In those days, during the early 1980s, Kuwait was a quiet Sheikhdom with state owned television and the latest music. Broadcast came into our homes in the form of the best of American shows. Star Trek, Space 1999, Battlestar Galactica, Magnum PI, Waltons, Little House on the Prairie and soap operas like Dynasty and Dallas were all the rage. Cartoons from Walt Disney and Hannah Barbara were big with kids. BBC documentaries like World About Us and Horizon made for current information and very interesting viewing. While, in record stores, you could find anything from Deep Purple to Saxon to Abba to Cindy Lauper. I was hooked on Black Sabbath early on! My personal preference in TV viewing was cartoons, documentaries, specific shows like Magnum PI among others, and all Sci-fi.
The national obsession was soccer and I remember playing the sport daily just before class in soaring temperatures well above 40 degrees Celsius. A repugnant thought for the uninitiated I’m sure. But then, I was only the backie as some of my classmates felt I was too rough or violent a soccer player. I could do little harm confined to my D, chatting up my goalie at times as the centre forwards were in the other team’s D. Though that wasn’t always the case as I did save the day on many an occasion. My inimitable style gave my defense team mates the chance to repel the ominous danger of a goal against us. My favorite football club at the time was Liverpool FC, England. I grew out of soccer a long time ago but still believe that there is little today that can match the fundamental competence of the unpredictable juggernauts that Liverpool were in their hay day. Flair comes later. And Bob Paisley was perhaps the best manager they ever had. Liverpool FC was original magic. My first encounter of the third kind inculcating an essence of inspiration, energy, tenacity, dedication and that propitious, often collapsible, event horizon: saved in the nick of time. For Liverpool it was only a game. A season they apparently cruised across with distinctive natural ease. But for the rest of us the game was life. And life is a long game. Seasons come and go, one so different from the other.

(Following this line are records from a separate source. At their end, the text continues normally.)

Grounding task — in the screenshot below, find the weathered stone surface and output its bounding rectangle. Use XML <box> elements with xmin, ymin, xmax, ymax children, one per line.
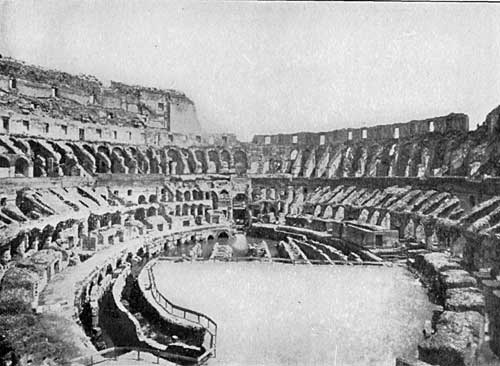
<box><xmin>415</xmin><ymin>253</ymin><xmax>460</xmax><ymax>277</ymax></box>
<box><xmin>396</xmin><ymin>357</ymin><xmax>430</xmax><ymax>366</ymax></box>
<box><xmin>440</xmin><ymin>269</ymin><xmax>477</xmax><ymax>290</ymax></box>
<box><xmin>418</xmin><ymin>311</ymin><xmax>484</xmax><ymax>366</ymax></box>
<box><xmin>487</xmin><ymin>290</ymin><xmax>500</xmax><ymax>355</ymax></box>
<box><xmin>444</xmin><ymin>287</ymin><xmax>485</xmax><ymax>315</ymax></box>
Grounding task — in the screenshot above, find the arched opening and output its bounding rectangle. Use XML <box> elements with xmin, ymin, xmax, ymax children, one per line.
<box><xmin>167</xmin><ymin>149</ymin><xmax>184</xmax><ymax>175</ymax></box>
<box><xmin>134</xmin><ymin>208</ymin><xmax>146</xmax><ymax>221</ymax></box>
<box><xmin>0</xmin><ymin>156</ymin><xmax>10</xmax><ymax>168</ymax></box>
<box><xmin>147</xmin><ymin>207</ymin><xmax>157</xmax><ymax>217</ymax></box>
<box><xmin>218</xmin><ymin>231</ymin><xmax>229</xmax><ymax>239</ymax></box>
<box><xmin>211</xmin><ymin>191</ymin><xmax>219</xmax><ymax>210</ymax></box>
<box><xmin>220</xmin><ymin>150</ymin><xmax>232</xmax><ymax>169</ymax></box>
<box><xmin>15</xmin><ymin>158</ymin><xmax>29</xmax><ymax>177</ymax></box>
<box><xmin>208</xmin><ymin>150</ymin><xmax>221</xmax><ymax>173</ymax></box>
<box><xmin>233</xmin><ymin>150</ymin><xmax>248</xmax><ymax>174</ymax></box>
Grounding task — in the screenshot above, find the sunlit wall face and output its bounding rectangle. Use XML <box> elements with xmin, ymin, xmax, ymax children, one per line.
<box><xmin>0</xmin><ymin>0</ymin><xmax>500</xmax><ymax>139</ymax></box>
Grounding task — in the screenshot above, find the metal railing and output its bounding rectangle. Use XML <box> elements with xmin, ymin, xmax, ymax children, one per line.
<box><xmin>157</xmin><ymin>256</ymin><xmax>391</xmax><ymax>266</ymax></box>
<box><xmin>147</xmin><ymin>265</ymin><xmax>217</xmax><ymax>357</ymax></box>
<box><xmin>69</xmin><ymin>347</ymin><xmax>211</xmax><ymax>366</ymax></box>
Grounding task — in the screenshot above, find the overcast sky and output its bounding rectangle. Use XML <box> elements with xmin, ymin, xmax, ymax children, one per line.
<box><xmin>0</xmin><ymin>0</ymin><xmax>500</xmax><ymax>139</ymax></box>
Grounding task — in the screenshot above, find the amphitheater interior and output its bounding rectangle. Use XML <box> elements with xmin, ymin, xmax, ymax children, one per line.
<box><xmin>0</xmin><ymin>57</ymin><xmax>500</xmax><ymax>365</ymax></box>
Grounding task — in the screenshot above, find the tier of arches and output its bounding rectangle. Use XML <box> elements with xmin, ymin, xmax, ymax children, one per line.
<box><xmin>0</xmin><ymin>137</ymin><xmax>248</xmax><ymax>177</ymax></box>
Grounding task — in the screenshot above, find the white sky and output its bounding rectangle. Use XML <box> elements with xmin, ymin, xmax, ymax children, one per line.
<box><xmin>0</xmin><ymin>0</ymin><xmax>500</xmax><ymax>139</ymax></box>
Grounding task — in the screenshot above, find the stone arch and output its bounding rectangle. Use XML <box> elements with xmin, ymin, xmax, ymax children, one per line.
<box><xmin>146</xmin><ymin>206</ymin><xmax>158</xmax><ymax>217</ymax></box>
<box><xmin>181</xmin><ymin>149</ymin><xmax>196</xmax><ymax>172</ymax></box>
<box><xmin>335</xmin><ymin>206</ymin><xmax>345</xmax><ymax>221</ymax></box>
<box><xmin>233</xmin><ymin>150</ymin><xmax>248</xmax><ymax>174</ymax></box>
<box><xmin>403</xmin><ymin>219</ymin><xmax>415</xmax><ymax>239</ymax></box>
<box><xmin>208</xmin><ymin>150</ymin><xmax>221</xmax><ymax>173</ymax></box>
<box><xmin>111</xmin><ymin>211</ymin><xmax>122</xmax><ymax>225</ymax></box>
<box><xmin>217</xmin><ymin>231</ymin><xmax>229</xmax><ymax>239</ymax></box>
<box><xmin>146</xmin><ymin>148</ymin><xmax>160</xmax><ymax>174</ymax></box>
<box><xmin>194</xmin><ymin>150</ymin><xmax>208</xmax><ymax>173</ymax></box>
<box><xmin>210</xmin><ymin>191</ymin><xmax>219</xmax><ymax>210</ymax></box>
<box><xmin>220</xmin><ymin>149</ymin><xmax>233</xmax><ymax>171</ymax></box>
<box><xmin>111</xmin><ymin>146</ymin><xmax>128</xmax><ymax>174</ymax></box>
<box><xmin>358</xmin><ymin>208</ymin><xmax>370</xmax><ymax>224</ymax></box>
<box><xmin>167</xmin><ymin>149</ymin><xmax>184</xmax><ymax>175</ymax></box>
<box><xmin>94</xmin><ymin>146</ymin><xmax>111</xmax><ymax>173</ymax></box>
<box><xmin>134</xmin><ymin>148</ymin><xmax>149</xmax><ymax>174</ymax></box>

Looking back, I often feel it was a relatively innocent and stable time. Rebellions had passed with the 70s. A time when Microsoft and CD-Rs/DVD-Rs had yet to arrive and change the world for evermore. Today, Divas are emphatic and music is drivel.
I am Indian by decent. Born to parents from the Konkan region in the state of Maharashtra, western India. And all Indian expatriate kids in Kuwait went to any one of the Indian English Grade schools governed by the central board; with the exception of a few well-to-do who enrolled in the odd American school and so forth. That is how I learned the English language. My reading habits were erratic. Like most kids I started out with comic books and later, just as other teenagers, I began with the Hardy Boys and Alfred Hitchcock and the Three Investigators. Soon, and for no apparent reason, I jumped to and meandered through diverse genres randomly reading authors such as Raymond Chandler, Harold Robbins, Ayn Rand, Agatha Christie and Robert Ludlum. Yes, there was a stint somewhere reading fact case histories of the Manson murders in California, the Christie crimes in England and The Rise and Fall of the Third Reich by W.M Shirer. Not much Iater I was initiated into Science fiction. Then again, not much into reading anything I could lay my hands on I discovered the three greats: Isaac Asimov, Robert Heinlein and Arthur C. Clarke. And science fiction is all I’ve ever dreamt of writing ever since.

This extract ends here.